What Percentage of Microbes Can Be Grown in Pure Culture?

A pure culture is a laboratory culture containing a single species of organism. Isolation typically involves separating individual microbial cells from an environmental sample so that each cell can multiply to form a visible colony composed only of its descendants. Despite this technique’s long history, only about one percent of all known bacterial species have been successfully grown in pure culture under standard laboratory conditions. This means over 99% of the microbial world remains uncultivated because their complex natural habitats are difficult to replicate in a laboratory setting.

The Great Plate Count Anomaly

The realization that most microbes resist cultivation emerged from the Great Plate Count Anomaly. This discrepancy describes the significant difference between the number of microbial cells observed under a microscope and the number of colonies that grow on a nutrient agar plate from the same environmental sample. Historically, researchers would examine a sample directly to count the total number of cells, and then spread the same sample onto a Petri dish containing growth media to count the number of Colony Forming Units (CFUs).

The count from the agar plates is consistently and drastically lower than the direct microscopic observation. The difference is often by several orders of magnitude, meaning scientists observe thousands of cells for every one that successfully forms a colony. This observation demonstrated that traditional cultivation methods were only capturing a tiny fraction of the total microbial population.

Why Most Microbes Resist Cultivation

Many microbes resist cultivation because their growth depends on highly specific conditions. Each microbial species has evolved to thrive in a precise physicochemical niche, requiring a delicate balance of temperature, pH, osmotic balance, and pressure. For example, extremophiles living in hydrothermal vents require conditions of high heat and pressure that are challenging to reproduce in a conventional incubator.

Nutritional requirements represent another major barrier, as many microbes need complex nutrients or growth factors that are not contained in standard media. Specialized organic compounds, metal ions, or specific vitamins that are abundant in their natural environment may be entirely absent from the artificial medium. In some cases, preparing the media, such as autoclaving agar, can inadvertently create inhibitory compounds that prevent growth.

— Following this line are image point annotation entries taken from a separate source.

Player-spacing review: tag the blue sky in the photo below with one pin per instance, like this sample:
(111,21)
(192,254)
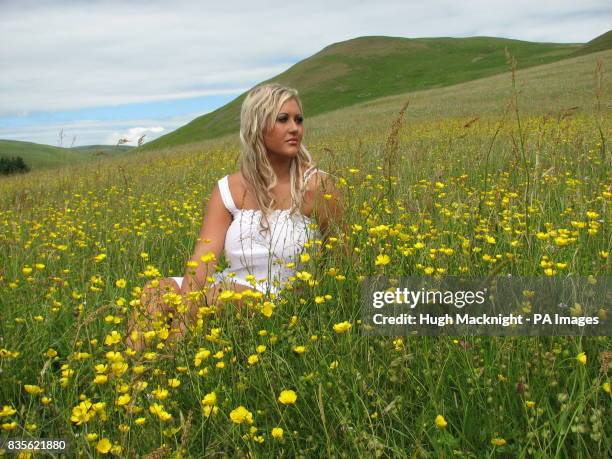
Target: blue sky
(100,70)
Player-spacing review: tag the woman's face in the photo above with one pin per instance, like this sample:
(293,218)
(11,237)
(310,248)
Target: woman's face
(285,137)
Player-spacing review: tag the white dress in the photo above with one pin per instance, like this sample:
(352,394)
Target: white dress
(264,255)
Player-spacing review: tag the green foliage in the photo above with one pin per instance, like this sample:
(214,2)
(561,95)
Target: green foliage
(368,68)
(12,165)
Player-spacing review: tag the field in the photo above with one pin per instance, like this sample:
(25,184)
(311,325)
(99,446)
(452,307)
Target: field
(482,178)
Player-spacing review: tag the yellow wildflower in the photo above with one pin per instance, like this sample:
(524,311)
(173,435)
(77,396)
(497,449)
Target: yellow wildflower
(287,397)
(440,422)
(342,327)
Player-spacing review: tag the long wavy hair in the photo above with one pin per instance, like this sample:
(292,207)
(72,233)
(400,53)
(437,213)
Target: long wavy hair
(258,115)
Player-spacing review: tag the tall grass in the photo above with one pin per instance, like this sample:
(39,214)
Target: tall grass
(438,196)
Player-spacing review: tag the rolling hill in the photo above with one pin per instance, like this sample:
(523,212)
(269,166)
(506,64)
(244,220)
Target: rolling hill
(366,68)
(40,156)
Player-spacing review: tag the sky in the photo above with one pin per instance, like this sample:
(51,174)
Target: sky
(91,72)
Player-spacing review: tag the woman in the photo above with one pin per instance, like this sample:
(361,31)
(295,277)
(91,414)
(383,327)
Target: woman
(262,215)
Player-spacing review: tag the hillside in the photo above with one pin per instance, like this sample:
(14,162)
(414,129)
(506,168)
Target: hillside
(600,43)
(366,68)
(40,156)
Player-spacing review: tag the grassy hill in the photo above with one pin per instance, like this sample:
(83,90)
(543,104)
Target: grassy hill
(40,156)
(600,43)
(366,68)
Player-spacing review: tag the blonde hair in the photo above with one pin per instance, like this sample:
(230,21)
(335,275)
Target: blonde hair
(258,114)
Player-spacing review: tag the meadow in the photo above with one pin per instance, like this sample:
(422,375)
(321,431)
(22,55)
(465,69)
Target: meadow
(486,177)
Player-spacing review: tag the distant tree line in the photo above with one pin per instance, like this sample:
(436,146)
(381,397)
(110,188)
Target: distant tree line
(12,165)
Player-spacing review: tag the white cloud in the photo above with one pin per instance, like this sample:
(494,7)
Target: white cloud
(90,132)
(71,54)
(132,135)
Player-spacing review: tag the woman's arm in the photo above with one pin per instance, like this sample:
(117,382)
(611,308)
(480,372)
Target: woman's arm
(209,245)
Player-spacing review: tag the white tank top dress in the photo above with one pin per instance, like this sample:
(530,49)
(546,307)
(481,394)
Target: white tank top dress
(265,255)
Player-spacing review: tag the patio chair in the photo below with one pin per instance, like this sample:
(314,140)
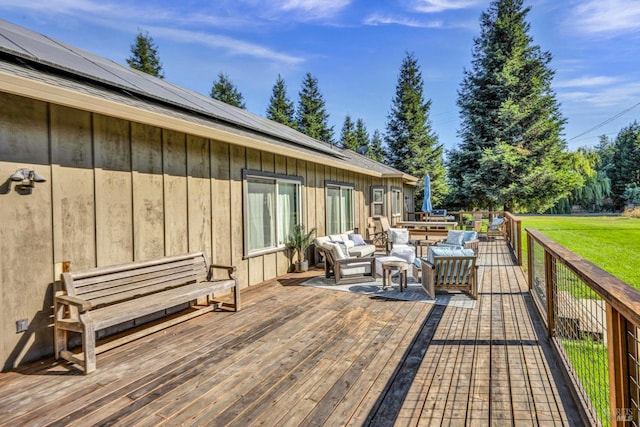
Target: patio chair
(474,224)
(398,244)
(461,239)
(450,270)
(496,228)
(381,236)
(346,269)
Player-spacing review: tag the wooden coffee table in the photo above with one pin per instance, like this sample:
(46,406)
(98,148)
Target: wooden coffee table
(388,267)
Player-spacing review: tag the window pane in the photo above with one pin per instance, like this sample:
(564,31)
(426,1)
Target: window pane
(378,195)
(333,210)
(287,210)
(261,213)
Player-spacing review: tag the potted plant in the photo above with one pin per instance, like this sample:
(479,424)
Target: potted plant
(299,241)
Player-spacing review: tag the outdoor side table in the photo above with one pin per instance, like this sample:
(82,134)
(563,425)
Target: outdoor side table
(388,267)
(421,244)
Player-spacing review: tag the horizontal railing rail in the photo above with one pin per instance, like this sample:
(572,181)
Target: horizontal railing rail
(593,320)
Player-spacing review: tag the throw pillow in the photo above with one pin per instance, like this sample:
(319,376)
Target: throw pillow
(455,237)
(357,239)
(469,235)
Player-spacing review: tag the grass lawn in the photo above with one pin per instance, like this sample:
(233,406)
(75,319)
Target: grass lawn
(611,243)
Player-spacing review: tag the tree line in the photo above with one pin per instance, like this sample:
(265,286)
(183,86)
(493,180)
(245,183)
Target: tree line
(511,155)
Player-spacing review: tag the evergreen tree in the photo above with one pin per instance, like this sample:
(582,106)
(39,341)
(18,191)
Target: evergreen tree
(377,150)
(348,135)
(511,155)
(312,117)
(362,136)
(144,56)
(280,107)
(412,145)
(595,188)
(625,170)
(224,90)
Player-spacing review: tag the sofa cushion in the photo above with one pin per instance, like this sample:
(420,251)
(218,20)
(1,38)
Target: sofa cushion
(468,236)
(321,240)
(455,237)
(435,251)
(336,250)
(362,250)
(399,235)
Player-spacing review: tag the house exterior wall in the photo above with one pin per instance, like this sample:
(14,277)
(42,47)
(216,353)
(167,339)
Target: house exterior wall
(118,191)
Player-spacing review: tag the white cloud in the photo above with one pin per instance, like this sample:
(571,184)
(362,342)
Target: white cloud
(603,97)
(315,8)
(233,46)
(609,17)
(435,6)
(161,23)
(390,20)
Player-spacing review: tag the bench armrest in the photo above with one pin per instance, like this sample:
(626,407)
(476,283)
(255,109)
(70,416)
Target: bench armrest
(231,269)
(79,303)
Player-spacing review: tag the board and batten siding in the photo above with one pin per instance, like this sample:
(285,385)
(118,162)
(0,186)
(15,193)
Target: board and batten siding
(118,191)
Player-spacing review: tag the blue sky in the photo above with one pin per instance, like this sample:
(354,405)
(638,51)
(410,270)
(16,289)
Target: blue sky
(355,48)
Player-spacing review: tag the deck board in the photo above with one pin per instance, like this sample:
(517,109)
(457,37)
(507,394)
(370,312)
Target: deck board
(297,355)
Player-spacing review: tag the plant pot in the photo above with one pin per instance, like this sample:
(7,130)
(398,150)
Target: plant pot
(302,266)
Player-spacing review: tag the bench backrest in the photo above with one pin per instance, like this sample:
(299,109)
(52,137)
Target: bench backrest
(107,285)
(457,270)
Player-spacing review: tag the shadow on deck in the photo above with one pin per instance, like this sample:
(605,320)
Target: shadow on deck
(297,355)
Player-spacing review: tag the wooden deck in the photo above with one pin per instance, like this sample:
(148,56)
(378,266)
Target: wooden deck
(297,355)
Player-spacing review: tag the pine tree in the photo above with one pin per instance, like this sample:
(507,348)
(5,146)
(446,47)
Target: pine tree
(144,56)
(224,90)
(312,117)
(511,155)
(280,107)
(377,150)
(362,136)
(412,145)
(348,135)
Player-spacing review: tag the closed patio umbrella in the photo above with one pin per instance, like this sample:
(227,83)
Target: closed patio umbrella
(426,203)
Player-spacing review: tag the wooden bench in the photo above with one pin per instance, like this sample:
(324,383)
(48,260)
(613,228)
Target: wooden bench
(450,273)
(104,297)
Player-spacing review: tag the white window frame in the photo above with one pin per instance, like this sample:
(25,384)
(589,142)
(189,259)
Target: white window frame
(397,202)
(349,223)
(249,176)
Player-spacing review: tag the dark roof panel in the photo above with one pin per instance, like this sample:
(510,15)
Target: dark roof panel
(40,49)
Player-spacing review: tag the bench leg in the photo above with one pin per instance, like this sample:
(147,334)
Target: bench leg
(60,336)
(236,296)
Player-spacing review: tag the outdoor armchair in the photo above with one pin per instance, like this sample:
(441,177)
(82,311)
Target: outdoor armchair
(346,269)
(460,239)
(450,270)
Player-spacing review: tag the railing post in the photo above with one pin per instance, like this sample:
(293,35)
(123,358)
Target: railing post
(549,267)
(618,372)
(519,241)
(530,261)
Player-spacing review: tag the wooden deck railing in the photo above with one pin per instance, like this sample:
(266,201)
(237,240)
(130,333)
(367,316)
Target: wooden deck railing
(593,320)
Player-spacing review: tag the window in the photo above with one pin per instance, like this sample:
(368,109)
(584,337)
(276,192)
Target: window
(396,201)
(377,201)
(272,208)
(339,208)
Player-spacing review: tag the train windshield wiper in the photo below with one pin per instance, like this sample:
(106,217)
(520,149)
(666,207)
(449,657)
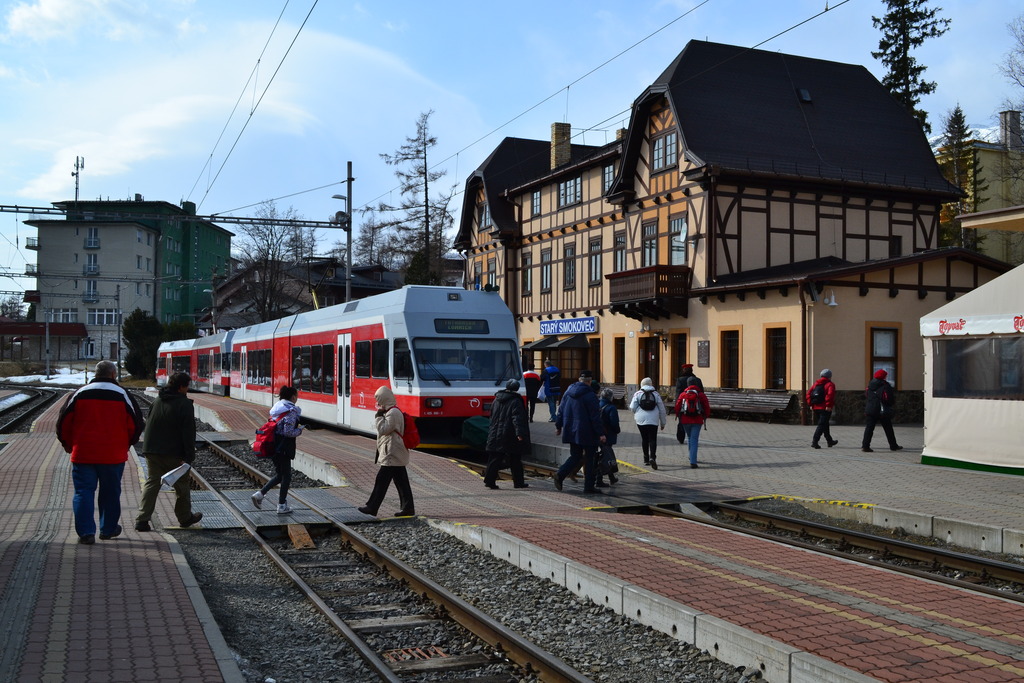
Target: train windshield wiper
(437,372)
(508,366)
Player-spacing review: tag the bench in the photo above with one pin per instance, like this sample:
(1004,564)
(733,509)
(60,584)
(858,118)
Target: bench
(622,392)
(736,402)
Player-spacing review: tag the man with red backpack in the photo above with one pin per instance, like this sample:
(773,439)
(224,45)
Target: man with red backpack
(692,410)
(821,398)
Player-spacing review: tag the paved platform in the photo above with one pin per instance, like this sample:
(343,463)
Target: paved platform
(89,612)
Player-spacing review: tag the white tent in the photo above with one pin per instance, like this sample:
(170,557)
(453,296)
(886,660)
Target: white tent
(974,377)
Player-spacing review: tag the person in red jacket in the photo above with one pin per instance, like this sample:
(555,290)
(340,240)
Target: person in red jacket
(692,410)
(821,398)
(97,425)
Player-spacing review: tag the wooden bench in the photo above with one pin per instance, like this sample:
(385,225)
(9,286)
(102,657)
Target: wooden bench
(737,402)
(622,392)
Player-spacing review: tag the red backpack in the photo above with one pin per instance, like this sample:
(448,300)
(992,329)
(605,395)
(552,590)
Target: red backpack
(411,435)
(264,444)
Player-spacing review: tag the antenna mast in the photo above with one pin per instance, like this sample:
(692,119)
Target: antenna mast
(79,166)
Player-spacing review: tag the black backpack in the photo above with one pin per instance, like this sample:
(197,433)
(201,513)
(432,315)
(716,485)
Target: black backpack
(647,400)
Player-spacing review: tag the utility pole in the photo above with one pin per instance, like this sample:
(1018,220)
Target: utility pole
(344,220)
(79,167)
(348,246)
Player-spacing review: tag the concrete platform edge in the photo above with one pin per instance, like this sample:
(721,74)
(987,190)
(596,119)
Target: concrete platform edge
(734,645)
(224,655)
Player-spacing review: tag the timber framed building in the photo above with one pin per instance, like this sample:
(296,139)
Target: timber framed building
(764,216)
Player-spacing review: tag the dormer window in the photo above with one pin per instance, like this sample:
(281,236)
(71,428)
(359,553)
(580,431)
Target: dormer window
(666,151)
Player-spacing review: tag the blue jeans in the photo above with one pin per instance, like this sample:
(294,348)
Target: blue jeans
(586,455)
(86,477)
(692,437)
(552,404)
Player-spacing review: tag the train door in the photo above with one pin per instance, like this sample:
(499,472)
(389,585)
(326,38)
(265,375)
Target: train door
(344,383)
(243,374)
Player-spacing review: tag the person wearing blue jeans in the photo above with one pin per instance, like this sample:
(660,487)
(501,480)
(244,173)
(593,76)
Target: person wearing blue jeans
(97,425)
(579,423)
(552,387)
(86,477)
(692,410)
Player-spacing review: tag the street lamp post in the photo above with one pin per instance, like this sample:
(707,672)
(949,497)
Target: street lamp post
(213,308)
(345,220)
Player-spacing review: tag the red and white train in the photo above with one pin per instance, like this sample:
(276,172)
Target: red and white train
(443,351)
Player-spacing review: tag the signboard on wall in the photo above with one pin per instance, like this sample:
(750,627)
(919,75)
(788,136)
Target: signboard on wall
(704,353)
(570,326)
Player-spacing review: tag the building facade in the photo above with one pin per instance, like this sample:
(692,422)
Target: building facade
(764,216)
(107,258)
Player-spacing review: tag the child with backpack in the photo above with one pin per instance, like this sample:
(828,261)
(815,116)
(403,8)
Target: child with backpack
(821,398)
(287,429)
(609,419)
(648,411)
(392,457)
(692,410)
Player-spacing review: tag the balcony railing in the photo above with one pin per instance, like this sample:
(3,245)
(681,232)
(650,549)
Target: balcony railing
(654,282)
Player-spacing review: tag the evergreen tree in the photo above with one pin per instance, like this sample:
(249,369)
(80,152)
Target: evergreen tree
(906,26)
(419,222)
(141,334)
(958,161)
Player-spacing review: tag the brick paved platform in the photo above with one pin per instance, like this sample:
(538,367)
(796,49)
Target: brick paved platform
(87,612)
(125,609)
(797,615)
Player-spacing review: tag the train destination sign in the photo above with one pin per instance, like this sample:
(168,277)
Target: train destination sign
(448,326)
(570,326)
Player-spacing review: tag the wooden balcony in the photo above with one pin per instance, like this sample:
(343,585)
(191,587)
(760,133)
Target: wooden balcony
(657,291)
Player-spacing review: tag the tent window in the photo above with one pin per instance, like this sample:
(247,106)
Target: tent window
(971,368)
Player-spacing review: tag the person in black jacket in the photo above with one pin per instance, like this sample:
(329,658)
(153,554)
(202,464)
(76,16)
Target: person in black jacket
(168,441)
(879,409)
(508,435)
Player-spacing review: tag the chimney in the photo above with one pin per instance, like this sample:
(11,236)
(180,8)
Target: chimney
(561,145)
(1010,129)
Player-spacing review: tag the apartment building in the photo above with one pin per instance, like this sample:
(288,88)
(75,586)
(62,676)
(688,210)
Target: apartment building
(763,216)
(107,258)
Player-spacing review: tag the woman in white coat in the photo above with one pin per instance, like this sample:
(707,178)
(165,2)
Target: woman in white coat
(648,411)
(392,457)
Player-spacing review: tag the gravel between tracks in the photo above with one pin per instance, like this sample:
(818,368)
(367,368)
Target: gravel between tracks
(275,635)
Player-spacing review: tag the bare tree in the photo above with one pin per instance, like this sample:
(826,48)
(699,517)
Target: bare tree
(269,252)
(12,306)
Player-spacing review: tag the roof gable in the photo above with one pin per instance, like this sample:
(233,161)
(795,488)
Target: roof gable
(760,112)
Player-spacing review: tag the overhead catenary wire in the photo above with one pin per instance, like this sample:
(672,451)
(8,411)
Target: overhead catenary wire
(257,103)
(596,126)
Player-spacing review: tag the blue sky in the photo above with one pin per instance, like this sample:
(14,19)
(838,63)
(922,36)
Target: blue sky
(143,89)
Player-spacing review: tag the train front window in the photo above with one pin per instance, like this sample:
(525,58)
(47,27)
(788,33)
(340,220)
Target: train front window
(461,359)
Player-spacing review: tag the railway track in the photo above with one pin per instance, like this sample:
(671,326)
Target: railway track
(400,623)
(982,574)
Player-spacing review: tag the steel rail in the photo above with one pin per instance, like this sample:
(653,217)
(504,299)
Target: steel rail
(368,654)
(515,647)
(887,547)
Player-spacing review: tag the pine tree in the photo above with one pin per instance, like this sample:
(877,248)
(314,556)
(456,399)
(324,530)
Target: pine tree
(958,161)
(420,220)
(906,26)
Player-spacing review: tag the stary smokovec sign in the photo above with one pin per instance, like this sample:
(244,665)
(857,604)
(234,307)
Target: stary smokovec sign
(570,326)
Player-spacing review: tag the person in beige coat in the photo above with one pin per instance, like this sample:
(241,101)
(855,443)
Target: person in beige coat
(392,457)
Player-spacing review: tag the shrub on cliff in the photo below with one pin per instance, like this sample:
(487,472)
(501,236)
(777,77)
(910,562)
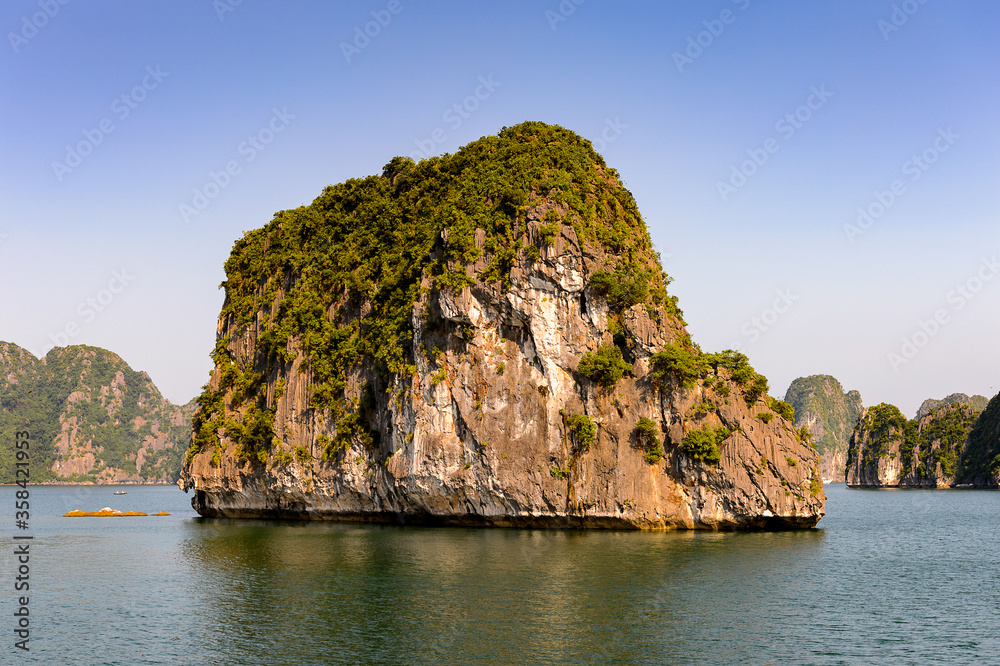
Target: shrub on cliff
(646,432)
(685,364)
(582,430)
(704,444)
(781,408)
(368,244)
(604,367)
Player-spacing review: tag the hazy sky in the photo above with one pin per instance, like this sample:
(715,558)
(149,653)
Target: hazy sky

A significant reason for resistance is the interdependence between species, often referred to as syntrophy. In their natural environments, microbes rarely exist in isolation; they form intricate communities where the waste product of one organism serves as the food source for another. Isolating one species in a pure culture removes its necessary partner, starving it of an essential nutrient or allowing toxic metabolic by-products to accumulate.

Exploring the Unseen Majority

Because the majority of microbes cannot be grown in a laboratory, modern microbiology relies heavily on culture-independent methods to study the unseen majority. The field of metagenomics has revolutionized this effort by bypassing cultivation. Instead of growing the organisms, researchers extract the total DNA directly from an environmental sample, such as soil, ocean water, or a human gut sample.

This extracted genetic material, known as the metagenome, contains the collective genomes of all the microbes present in the community. High-throughput sequencing technology is then used to read the millions of DNA fragments in the sample. By analyzing these sequences, scientists can identify which species are present, estimate their relative abundance, and predict the metabolic functions they are capable of performing.

This approach allows researchers to understand the diversity and function of microbial communities without ever having isolated a single species in a Petri dish. Techniques like sequencing the 16S rRNA gene, a universal marker for bacteria, can reveal the taxonomic makeup of a sample. A related method, single-cell genomics, sequences the DNA from an individual, uncultivated cell, providing a high-resolution view of its genetic potential.